For several years, Odén collected data on the chemicals contaminating the precipitation, lakes and land in Sweden; on 24 October 1967, he published an article in the Swedish newspaper Dagens Nyheter, entitled Nederbördens försurning (Acidification of precipitation).

He wrote in the article that precipitation in Europe over a 20-year period had gradually acidified, hence the pH value in many places had dropped to below 4.7. In his writing, he argued that the Swedish landscape was suffering from environmental degradation due to the effects of industrial activity in other countries, especially Germany and the United Kingdom.

Odén also warned of serious consequences such as fish dying off in the acidified water. The newspaper article was later followed up with several scientific reports. Odén's discoveries, which had major international impact, were the starting point for negotiations on measures to reduce sulfur emissions in Europe.

His reports suggested that industrial contaminates could travel through the atmosphere to locations very far away from the original source of the pollution.

== Disappearance ==
In late July 1986, Odén was testing a top-secret newly-invented device that could detect submarines. During this test, he disappeared in the Baltic Sea near the Roslagen, Stockholm archipelago; it is presumed that he died.
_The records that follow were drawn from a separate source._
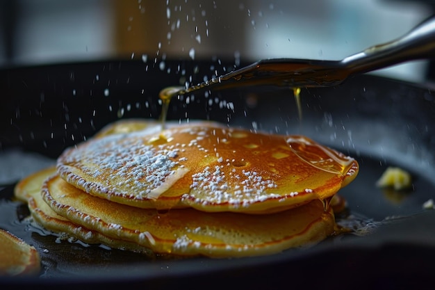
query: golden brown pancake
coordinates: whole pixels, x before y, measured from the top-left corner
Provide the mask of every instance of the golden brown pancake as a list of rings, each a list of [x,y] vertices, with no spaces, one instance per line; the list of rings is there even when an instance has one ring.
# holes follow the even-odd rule
[[[136,243],[107,237],[98,232],[75,224],[54,211],[42,200],[41,193],[44,181],[56,173],[54,166],[42,169],[20,180],[15,187],[15,198],[28,202],[35,221],[45,229],[64,236],[65,239],[72,237],[89,244],[103,243],[114,248],[154,255],[149,249]]]
[[[65,150],[58,172],[94,196],[136,207],[268,214],[331,198],[359,170],[354,159],[301,136],[144,123],[139,131],[118,124],[115,134]]]
[[[267,215],[206,213],[193,209],[161,212],[87,194],[58,176],[47,179],[42,198],[58,214],[92,231],[157,254],[211,257],[258,256],[309,246],[334,231],[331,209],[320,200]]]
[[[40,270],[40,258],[36,249],[0,229],[0,276],[33,275]]]
[[[41,191],[44,179],[56,174],[56,166],[50,166],[27,175],[14,187],[14,196],[19,201],[27,202],[28,198]]]

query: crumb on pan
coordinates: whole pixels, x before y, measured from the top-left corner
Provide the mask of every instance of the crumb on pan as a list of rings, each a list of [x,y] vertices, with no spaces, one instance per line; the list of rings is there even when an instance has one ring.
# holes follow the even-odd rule
[[[396,191],[409,188],[412,179],[409,172],[398,167],[388,167],[376,182],[379,188],[391,187]]]

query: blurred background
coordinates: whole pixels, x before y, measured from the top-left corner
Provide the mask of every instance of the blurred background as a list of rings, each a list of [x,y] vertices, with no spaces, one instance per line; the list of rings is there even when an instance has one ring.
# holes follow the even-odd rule
[[[0,67],[108,59],[338,60],[433,13],[407,0],[0,0]],[[377,72],[422,81],[427,61]]]

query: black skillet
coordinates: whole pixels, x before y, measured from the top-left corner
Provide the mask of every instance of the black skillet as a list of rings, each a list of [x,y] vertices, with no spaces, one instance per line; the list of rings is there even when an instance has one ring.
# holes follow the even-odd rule
[[[233,67],[211,61],[106,61],[0,71],[1,154],[36,152],[53,161],[67,147],[120,118],[158,118],[162,88],[199,83]],[[186,72],[184,73],[184,72]],[[192,75],[192,79],[189,78]],[[360,172],[340,191],[361,234],[267,257],[150,261],[131,252],[58,243],[29,225],[25,205],[11,200],[14,182],[0,191],[0,227],[35,245],[38,277],[0,277],[3,287],[243,289],[415,287],[433,282],[435,211],[435,91],[425,86],[362,75],[333,88],[302,89],[302,119],[292,91],[231,88],[186,95],[169,119],[210,119],[254,130],[302,134],[355,157]],[[15,156],[15,155],[14,155]],[[1,166],[19,168],[19,157]],[[413,189],[382,190],[375,182],[389,166],[413,176]],[[2,286],[3,285],[3,286]]]

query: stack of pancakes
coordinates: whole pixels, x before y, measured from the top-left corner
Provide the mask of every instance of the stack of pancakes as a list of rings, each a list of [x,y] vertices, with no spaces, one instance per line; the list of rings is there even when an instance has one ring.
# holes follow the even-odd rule
[[[150,255],[277,253],[334,234],[357,162],[302,136],[215,122],[122,120],[22,179],[46,229]]]

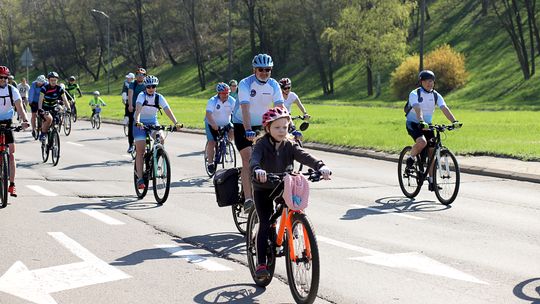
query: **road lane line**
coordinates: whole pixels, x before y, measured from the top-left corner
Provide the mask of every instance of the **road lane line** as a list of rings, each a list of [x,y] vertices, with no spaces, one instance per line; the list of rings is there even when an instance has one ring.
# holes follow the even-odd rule
[[[101,221],[105,224],[108,224],[108,225],[125,225],[125,223],[113,218],[113,217],[110,217],[104,213],[101,213],[97,210],[93,210],[93,209],[80,209],[79,210],[80,212],[88,215],[88,216],[91,216],[93,218],[95,218],[96,220],[98,221]]]
[[[425,220],[425,218],[423,218],[423,217],[400,213],[400,211],[397,210],[397,209],[383,210],[383,209],[366,207],[366,206],[362,206],[362,205],[358,205],[358,204],[351,204],[351,206],[355,207],[355,208],[366,209],[366,210],[375,211],[375,212],[379,212],[379,213],[387,213],[387,214],[392,214],[392,215],[395,215],[395,216],[401,216],[401,217],[405,217],[405,218],[410,218],[410,219],[413,219],[413,220]]]
[[[221,265],[216,261],[209,260],[205,257],[197,255],[192,251],[183,248],[182,246],[173,244],[154,245],[155,247],[169,252],[172,256],[177,256],[186,259],[189,263],[195,264],[209,271],[230,271],[231,268]]]
[[[81,144],[78,144],[78,143],[74,143],[74,142],[71,142],[71,141],[66,141],[67,144],[70,144],[70,145],[74,145],[74,146],[78,146],[78,147],[84,147],[84,145],[81,145]]]
[[[37,185],[26,185],[26,187],[44,196],[58,196],[58,194]]]

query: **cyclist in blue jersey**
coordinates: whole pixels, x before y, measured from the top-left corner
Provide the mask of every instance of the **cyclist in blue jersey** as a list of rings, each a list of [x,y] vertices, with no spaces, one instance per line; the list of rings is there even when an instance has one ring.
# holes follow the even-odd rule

Odén's motorboat was found in good condition, but the submarine-detecting-devices and equipment were not recovered. According to the Swedish daily Svenska Dagbladet, the submarine-tracking device had received attention from the United States and Soviet Union.

For over a year, the Norrtälje police department carried out a secret investigation of Odén's disappearance—the authorities told his relatives and friends to keep silent about the matter. An investigator told the Associated Press that Odén's fate was considered to be "an ordinary disappearance" at sea. The officer added that, "It was not unusual for dead bodies to go missing, and they didn't exactly know the place where he disappeared, it was a large area of the sea." The police closed the case, giving the following summary: "Finally, it can be said that through the investigation that has taken place, it is not possible to determine exactly how Odén left the motorboat or plastic boat."